The XX Factor

Book of the Week: “Devil Dog” by David Talbot

For those of us who totally got it when Michelle Obama said her husband’s campaign marked the first time she was proud to be an American, it can be hard to look at American history without seeing a glaring record of xenophobia, racism, and oppression. So Devil Dog: The Amazing True Story of the Man Who Saved America offers a rare pleasure: that rush of honest-to-goodness, blood-stirring pride in the honor and integrity that really can be a part of this great nation.

David and Margaret Talbot, a brother-sister pair who respectively co-founded Salon and write for The New Yorker , are the creators of the new Pulp History series. Their project of bringing writers and comics artists together to portray “history in all its terrible and beautiful glory” begins with Devil Dog . The brother Talbot tells this story and he does so in the colorful, splashy style of boys’ adventure stories of the early part of the 20 th century; soldiers are forever “rushing like thunderbolts” into battle or “burning with fever”, and getting their heads blown off, too. Talbot recounts the life of war hero turned peace activist, Smedley Butler, with help from Spain Rodriguez, author and illustrator of Che: A Graphic Biography , whose illustrations and comics panels bring this story to brilliant visual life.

We see Butler, a blue-blooded Philadelphia Quaker, join up with the marines and quickly become a war hero in foreign lands, and then we read of how he became a real hero back home in the U.S. Butler led veterans in the Bonus March, a protest movement that eventually led to the creation of the GI Bill. Later, he was approached by a group of powerful Wall Street millionaires who considered Franklin D. Roosevelt a socialist, a radical, and a danger to the United States (familiar, anyone?) and who planned to seize control of Washington. The story of this proto-fascist and highly organized plot makes for a jaw-dropping, and frightening, story. Butler deftly handled these men, bringing the story to the press, and later going on to write his anti-war tract War is a Racket .

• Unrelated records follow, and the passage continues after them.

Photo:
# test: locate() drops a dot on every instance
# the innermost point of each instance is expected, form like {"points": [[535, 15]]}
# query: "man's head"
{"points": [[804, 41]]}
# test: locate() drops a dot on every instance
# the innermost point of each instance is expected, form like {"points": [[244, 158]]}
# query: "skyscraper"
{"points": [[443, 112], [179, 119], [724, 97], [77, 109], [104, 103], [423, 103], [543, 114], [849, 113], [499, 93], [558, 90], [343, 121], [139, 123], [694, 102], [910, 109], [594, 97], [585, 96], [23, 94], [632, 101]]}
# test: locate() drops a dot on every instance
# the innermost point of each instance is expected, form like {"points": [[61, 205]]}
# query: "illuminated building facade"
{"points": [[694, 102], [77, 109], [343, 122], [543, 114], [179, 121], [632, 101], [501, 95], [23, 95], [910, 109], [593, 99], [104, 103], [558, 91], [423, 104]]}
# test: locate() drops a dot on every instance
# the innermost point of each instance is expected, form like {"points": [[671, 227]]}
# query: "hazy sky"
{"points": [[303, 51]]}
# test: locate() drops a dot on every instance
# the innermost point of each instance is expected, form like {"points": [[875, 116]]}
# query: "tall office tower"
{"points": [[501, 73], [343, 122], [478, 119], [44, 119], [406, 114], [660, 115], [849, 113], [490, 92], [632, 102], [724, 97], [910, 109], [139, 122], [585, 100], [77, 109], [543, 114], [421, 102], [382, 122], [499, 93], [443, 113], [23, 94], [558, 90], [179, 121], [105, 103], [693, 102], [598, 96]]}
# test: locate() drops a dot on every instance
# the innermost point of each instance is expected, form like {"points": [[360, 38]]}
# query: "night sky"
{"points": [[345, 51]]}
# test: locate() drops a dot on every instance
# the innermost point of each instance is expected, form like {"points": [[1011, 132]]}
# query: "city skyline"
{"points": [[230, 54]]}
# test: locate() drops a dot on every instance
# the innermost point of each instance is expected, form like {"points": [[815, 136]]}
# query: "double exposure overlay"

Though the format and the language make an obvious appeal to boy readers, Devil Dog is great reading for just about anyone. And the second book in the series, Shadow Knights: The Secret War Against Hitler , is just as grippingly told by Gary Kamiya and as boldly illustrated by Jeffrey Smith. The dedication at the front of Devil Dog is “to those who fight in American wars and to those who question why we constantly fight them,” and its final line, “Boys dream of war. But men can dream of peace,” leaves us with a sense of the complexities of war and of history itself. You’ll close the book thinking what a fantastic idea the Talbot siblings had and, by golly, you’ll be proud to be an American, too.